It’s not your grandma’s Seward Cafe anymore. After a three-year hiatus, the neighborhood mainstay is back in (collective) action on May 15, and some of the old favorites, like Jupiter bars and creative tea blends, are back as well. But the new crew in charge is also making some changes.
One major point that they want to address is the overwhelming whiteness of past collectives. “BIPOC, especially [queer and trans] BIPOC, had felt like there wasn't space for them here,” says Sign, one of six members of the group that now runs the cafe. “I would really love the space to be run by QTBIPOC and supported by white allies. I want to kind of undo the energy that has been in here.”
When the Seward Community Cafe reopens its doors for the first time since March 2020, it will be carrying on a legacy of cooperative ownership and community-based food service that dates back five decades. Stepping into a place with that much history has been exciting for the new collective, even as it has had its challenges, says Sign. It’s been a delicate balance of making 2129 E. Franklin Ave. their own while maintaining the cafe’s founding principles.
The cafe was started on Franklin Avenue in October 1974 by a group of young people who were heavily involved in the leftist political movement of the time. It grew in tandem with a considerable cooperative economy that had been gaining traction. In 1977, the Seward Cafe was one of dozens of worker-cooperative businesses in the metro area, with services ranging from hardware stores to print publications and the food co-ops that still exist today.

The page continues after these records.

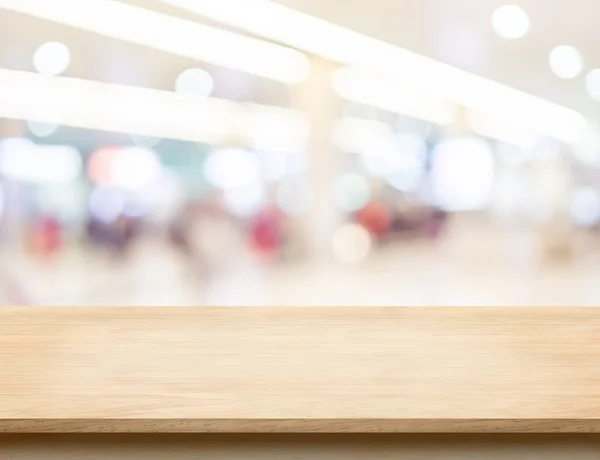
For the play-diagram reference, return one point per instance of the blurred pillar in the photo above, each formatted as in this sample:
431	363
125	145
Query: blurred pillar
316	98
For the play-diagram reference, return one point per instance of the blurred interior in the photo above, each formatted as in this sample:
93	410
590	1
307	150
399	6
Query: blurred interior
299	152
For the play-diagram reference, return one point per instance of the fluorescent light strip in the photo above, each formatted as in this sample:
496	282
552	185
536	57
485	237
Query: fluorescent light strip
172	35
273	21
377	91
120	108
505	132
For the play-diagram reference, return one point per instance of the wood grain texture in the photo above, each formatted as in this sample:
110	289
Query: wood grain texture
299	447
299	370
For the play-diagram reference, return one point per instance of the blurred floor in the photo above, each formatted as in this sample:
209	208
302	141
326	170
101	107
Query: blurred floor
473	265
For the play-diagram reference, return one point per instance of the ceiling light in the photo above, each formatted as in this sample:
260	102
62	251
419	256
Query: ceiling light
52	58
566	62
385	93
118	108
510	21
273	21
492	128
172	35
194	82
592	84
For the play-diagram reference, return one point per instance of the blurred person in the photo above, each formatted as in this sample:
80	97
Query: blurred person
208	238
267	234
45	237
376	218
117	237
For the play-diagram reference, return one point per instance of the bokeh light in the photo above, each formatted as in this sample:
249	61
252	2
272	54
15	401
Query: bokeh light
351	192
510	22
585	207
463	174
107	204
592	84
244	201
134	168
194	82
232	168
52	59
295	197
351	243
25	161
566	61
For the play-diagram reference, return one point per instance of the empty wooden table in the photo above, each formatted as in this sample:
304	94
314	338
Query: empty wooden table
112	383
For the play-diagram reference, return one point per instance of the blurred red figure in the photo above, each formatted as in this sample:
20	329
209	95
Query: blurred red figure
46	238
267	234
375	218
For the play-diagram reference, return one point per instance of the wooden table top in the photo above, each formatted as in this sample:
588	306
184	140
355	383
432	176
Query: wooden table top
299	369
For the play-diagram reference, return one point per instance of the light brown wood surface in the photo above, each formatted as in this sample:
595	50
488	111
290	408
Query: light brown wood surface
299	447
299	369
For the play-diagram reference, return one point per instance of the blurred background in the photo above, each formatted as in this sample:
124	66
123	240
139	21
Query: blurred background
299	152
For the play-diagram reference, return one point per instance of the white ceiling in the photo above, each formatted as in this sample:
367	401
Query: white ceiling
454	31
459	32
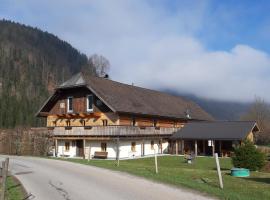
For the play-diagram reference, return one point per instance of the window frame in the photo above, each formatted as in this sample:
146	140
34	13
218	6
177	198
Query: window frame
133	146
103	146
87	103
105	122
68	106
67	146
152	145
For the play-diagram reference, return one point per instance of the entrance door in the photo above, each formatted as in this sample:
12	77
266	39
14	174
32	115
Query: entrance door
79	144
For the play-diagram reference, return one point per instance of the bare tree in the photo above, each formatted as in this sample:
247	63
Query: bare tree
100	64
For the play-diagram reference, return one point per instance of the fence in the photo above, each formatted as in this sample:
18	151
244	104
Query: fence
34	141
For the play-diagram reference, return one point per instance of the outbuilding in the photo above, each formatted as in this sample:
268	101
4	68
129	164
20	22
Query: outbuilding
207	138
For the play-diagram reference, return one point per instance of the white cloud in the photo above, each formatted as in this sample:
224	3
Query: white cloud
151	46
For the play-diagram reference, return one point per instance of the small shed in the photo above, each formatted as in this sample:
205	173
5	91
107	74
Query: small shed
207	138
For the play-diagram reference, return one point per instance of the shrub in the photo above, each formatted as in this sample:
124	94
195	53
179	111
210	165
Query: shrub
248	156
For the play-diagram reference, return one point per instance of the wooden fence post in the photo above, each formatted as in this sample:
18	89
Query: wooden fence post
218	170
156	161
4	178
117	151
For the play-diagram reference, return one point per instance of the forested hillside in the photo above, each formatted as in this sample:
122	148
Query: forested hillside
32	62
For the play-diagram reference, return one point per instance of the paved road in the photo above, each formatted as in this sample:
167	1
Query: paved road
58	180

Barbara Jensen and Lori Zuidema were both 21 when they started working at the Seward Community Cafe at the time of its opening. They say that in its early days, the cafe wasn’t exactly a fine dining experience. “It was funky. And we weren’t the best house cleaners,” Zuidema says. “Not the best cooks either,” Jensen is quick to add.

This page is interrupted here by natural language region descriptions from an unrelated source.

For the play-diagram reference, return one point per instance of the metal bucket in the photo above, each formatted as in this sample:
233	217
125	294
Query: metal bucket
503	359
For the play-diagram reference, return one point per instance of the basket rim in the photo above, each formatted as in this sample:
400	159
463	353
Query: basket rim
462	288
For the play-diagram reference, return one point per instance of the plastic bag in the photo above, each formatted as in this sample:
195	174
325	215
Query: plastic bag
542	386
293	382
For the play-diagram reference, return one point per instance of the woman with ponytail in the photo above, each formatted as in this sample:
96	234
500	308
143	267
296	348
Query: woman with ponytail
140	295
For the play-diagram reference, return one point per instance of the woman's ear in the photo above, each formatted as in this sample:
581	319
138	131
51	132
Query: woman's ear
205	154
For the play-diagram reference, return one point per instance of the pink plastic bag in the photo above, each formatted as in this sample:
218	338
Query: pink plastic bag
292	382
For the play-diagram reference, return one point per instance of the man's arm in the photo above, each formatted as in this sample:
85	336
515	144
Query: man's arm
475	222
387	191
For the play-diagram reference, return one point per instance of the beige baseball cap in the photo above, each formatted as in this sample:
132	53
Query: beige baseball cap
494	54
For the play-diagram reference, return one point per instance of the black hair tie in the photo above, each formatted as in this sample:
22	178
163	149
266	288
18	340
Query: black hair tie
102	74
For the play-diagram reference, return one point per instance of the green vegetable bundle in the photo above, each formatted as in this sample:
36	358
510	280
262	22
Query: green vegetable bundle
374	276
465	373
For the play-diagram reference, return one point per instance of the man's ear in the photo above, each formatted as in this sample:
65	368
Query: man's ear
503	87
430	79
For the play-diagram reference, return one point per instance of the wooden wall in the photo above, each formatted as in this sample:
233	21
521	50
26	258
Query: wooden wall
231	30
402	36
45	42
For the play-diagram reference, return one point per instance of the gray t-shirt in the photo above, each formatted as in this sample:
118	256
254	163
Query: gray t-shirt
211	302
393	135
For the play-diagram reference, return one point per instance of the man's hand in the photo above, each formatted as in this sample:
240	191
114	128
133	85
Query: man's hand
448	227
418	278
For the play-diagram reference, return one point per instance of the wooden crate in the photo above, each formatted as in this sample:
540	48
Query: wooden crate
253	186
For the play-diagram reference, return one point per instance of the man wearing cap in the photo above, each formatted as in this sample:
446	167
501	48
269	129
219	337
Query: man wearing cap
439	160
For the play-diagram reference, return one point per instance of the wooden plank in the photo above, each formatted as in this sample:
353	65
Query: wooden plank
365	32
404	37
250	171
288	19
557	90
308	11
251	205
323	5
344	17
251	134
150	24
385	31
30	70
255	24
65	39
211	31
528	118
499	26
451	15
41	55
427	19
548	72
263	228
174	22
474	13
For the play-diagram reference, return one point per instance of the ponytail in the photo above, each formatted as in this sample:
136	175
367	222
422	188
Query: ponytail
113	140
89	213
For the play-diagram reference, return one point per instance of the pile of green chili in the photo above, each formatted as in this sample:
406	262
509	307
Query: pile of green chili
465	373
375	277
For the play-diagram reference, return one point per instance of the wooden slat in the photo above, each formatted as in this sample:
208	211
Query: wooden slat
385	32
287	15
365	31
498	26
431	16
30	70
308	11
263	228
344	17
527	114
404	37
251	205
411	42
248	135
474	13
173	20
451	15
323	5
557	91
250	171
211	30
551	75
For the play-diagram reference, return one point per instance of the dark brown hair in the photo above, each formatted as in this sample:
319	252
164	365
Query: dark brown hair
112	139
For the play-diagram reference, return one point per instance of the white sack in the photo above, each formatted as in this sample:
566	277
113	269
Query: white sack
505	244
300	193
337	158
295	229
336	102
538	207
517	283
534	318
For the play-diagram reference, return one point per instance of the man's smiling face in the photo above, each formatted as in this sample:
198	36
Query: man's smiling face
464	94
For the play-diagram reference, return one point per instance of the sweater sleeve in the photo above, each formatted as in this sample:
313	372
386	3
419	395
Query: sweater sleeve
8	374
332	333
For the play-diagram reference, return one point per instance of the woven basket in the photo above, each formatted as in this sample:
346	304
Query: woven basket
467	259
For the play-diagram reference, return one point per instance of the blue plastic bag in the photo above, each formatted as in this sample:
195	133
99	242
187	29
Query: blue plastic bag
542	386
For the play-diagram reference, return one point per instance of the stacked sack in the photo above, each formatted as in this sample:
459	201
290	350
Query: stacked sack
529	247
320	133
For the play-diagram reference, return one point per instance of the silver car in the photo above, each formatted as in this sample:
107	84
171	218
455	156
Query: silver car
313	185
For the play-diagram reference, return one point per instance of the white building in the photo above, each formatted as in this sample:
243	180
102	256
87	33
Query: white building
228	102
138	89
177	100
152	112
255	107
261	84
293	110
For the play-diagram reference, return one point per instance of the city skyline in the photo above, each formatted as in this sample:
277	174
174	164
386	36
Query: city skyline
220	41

Jensen says that the young staff reveled in the lack of supervision as they designed the kind of place that they wanted to see in their neighborhood. “We didn't have any rules. We locked the door at night, we lit up a joint, we talked, we argued politics into the night, we did whatever we wanted,” she says.
From the beginning, they operated as a collective, committed to making decisions by consensus. The cafe was always closed one day a week for collective meetings, which could be long, arduous processes of coming to unanimous agreement. Instead of paying workers a wage, the base assumption was that everyone was there as a volunteer, and then, Jensen says, they would pool all the revenue. “At the end of the month, we’d say, ‘who needs money?’ If somebody needed it, we made sure that everybody’s rent was paid.”
Throughout the 1980s and 1990s, the number of co-ops in the Twin Cities dropped dramatically. The Seward Cafe managed to survive as one of only a handful of co-ops left in the cities, and it still carries the title of the oldest collectively operated, worker-run restaurant in the country.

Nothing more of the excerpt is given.